Die Idee für einen selbstheilenden Lack auf Basis der Perlenschnüre hatten dann aber die Japaner.
"Also, ich war nicht so schlau, um auf die Idee zu kommen."
Keine giftigen Lösungsmittel mehr nötig
Jetzt sehen sich die Saarbrücker Forscher aber näher am Ziel. Sie gewinnen ihre Ringmoleküle neuerdings aus Maisstärke, also aus einem Pflanzenmaterial, das nicht viel kostet. Außerdem läuft jetzt alles gleichzeitig: die Synthese der Polymerfäden und das Auffädeln der Perlen. Dadurch sind keine giftigen Lösungsmittel mehr nötig wie bisher. Denn das Ganze funktioniert in wässriger Lösung.
"Noch einen? OK! Also, der Lack reicht noch. Jetzt machen wir noch einen mehr drauf."
Doch ein vermarktungsfähiger Autolack, der Kratzer selbst repariert, sei immer noch ein gutes Stück entfernt, sagt Carsten Becker-Willinger:
"Es gibt die Polyrotaxane. Die kann man herstellen. Das ist in dem Patent auch beschrieben. Und jetzt geht es darum zu zeigen: Unter welchen Bedingungen ist die Selbstheilung erzielbar? Und als weiterer Schritt: Kann man denn eben auch das Material im Kilogramm-Maßstab herstellen, dass es dann für die Industrie interessant wird?"
Nicht zu vergessen: Der Wunderlack muss auch ganz schön was aushalten können:
"Da scheint die Sonne drauf. Da gibt's Temperaturwechsel, Winter-Streusalz. All das muss natürlich auch letztlich getestet werden."
Lack könnte in drei Jahren auf den Markt kommen
Am Projektende in drei Jahren will man aber so weit sein, dass die Industrie anbeißt und am Ende einen Autolack auf den Markt bringt.
"Ich denke, das kann schon noch fünf Jahre dauern - realistisch. Bis jetzt haben wir auch noch nicht das ideale Produkt, muss man ehrlich sagen."
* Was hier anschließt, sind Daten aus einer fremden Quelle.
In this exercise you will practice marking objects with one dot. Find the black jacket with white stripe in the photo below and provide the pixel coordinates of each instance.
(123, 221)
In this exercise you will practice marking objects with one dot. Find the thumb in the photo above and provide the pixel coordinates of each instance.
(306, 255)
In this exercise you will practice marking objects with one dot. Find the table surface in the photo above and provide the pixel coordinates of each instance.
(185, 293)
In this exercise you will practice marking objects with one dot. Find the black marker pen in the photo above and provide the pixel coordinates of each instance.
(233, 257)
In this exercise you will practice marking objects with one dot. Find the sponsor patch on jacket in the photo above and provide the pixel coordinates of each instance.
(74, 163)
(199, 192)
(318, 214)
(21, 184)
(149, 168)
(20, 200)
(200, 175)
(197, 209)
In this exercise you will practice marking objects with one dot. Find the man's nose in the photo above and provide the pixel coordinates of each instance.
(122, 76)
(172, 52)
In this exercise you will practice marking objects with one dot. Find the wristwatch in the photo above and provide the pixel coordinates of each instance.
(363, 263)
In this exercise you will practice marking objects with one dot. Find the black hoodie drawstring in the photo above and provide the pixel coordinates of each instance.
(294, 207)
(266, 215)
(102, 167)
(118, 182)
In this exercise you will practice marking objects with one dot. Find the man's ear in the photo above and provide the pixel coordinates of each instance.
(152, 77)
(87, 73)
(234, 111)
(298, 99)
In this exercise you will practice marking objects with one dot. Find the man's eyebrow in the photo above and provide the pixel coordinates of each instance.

Ob die Tolle Idee also doch noch umgesetzt wird, kann auch Gerhard Wenz nicht voraussehen. Doch offenbar hat der Chemie-Professor einen Plan B, sollte es mit dem Kurieren von Kratzern am Auto nicht klappen:
"Wir haben auch überlegt, ob man zum Beispiel einen Nagellack auf Basis der Erfindung machen kann. Also, meine Frau, die meint eh, dass man damit mehr Geld verdienen kann als mit 'nem Autolack."